Service: Where Cuivre Earns or Loses Its Price Point
At ¥¥ pricing, Cuivre is not asking you to spend at the level of Taian Table or Fu He Hui, but it is still charging enough that service quality matters to the value calculation. The Michelin Plate designation , awarded in both 2024 and 2025 , signals that the kitchen consistently meets a defined quality threshold. What a Michelin Plate does not guarantee is front-of-house execution, and that is where the service philosophy becomes the deciding factor for whether a meal here works for a celebration or a business dinner. Google's 4.3 rating across 40 reviews is a modest sample, but it is consistent enough to suggest the experience does not widely disappoint. For a date night or a low-stakes professional dinner, the combination of French contemporary cooking at mid-range pricing and a room with real visual identity is a strong proposition. For a high-stakes occasion where service precision is non-negotiable, you would want to calibrate expectations or consider Taian Table, which operates at a different level of formal attentiveness.

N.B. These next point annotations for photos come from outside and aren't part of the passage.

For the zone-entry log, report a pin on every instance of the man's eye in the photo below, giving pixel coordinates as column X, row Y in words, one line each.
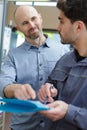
column 25, row 22
column 34, row 18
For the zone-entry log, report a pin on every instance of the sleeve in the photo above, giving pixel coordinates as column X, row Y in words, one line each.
column 77, row 116
column 8, row 73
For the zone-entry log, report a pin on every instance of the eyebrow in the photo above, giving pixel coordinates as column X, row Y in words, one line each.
column 60, row 18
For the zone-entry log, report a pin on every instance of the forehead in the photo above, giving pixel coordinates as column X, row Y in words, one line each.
column 61, row 16
column 25, row 12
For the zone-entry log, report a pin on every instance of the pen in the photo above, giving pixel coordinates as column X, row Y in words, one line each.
column 46, row 100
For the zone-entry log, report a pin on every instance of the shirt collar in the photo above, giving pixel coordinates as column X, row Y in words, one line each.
column 28, row 46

The OAD ranking trajectory is worth noting for context: moving from a broad Asia Recommended listing in 2023 to a specific numerical rank in 2024 and holding that position into 2025 suggests the kitchen has stabilised rather than coasted. That kind of consistency in a competitive city is a service-adjacent signal , restaurants that cook erratically tend not to hold OAD placements across multiple cycles. For diners who use award consistency as a proxy for reliability, Cuivre's record over three years is reassuring.
Booking and Timing
Cuivre is rated Easy to book, which at ¥¥ pricing and with its award profile is a genuine advantage. Unlike the weeks-out lead time you need for a counter seat at Taian Table or the planning required for Fu He Hui, Cuivre can typically be secured closer to the date. That accessibility makes it a practical choice for occasion dinners that arise with shorter notice , a visiting colleague, a last-minute anniversary, a birthday that crept up. The Xuhui District location is well-served by the metro and accessible from most central Shanghai neighbourhoods without significant travel friction. Booking in advance is still sensible for weekend evenings, particularly for parties wanting a specific table or timing, but the pressure here is nothing like Shanghai's more in-demand tasting-menu rooms. For context on what French contemporary cooking looks like at the higher end of the market in China, Épure in Hong Kong or Essential by Christophe in New York City show where the category ceiling sits globally , Cuivre is not competing at that level, nor is it priced as if it were.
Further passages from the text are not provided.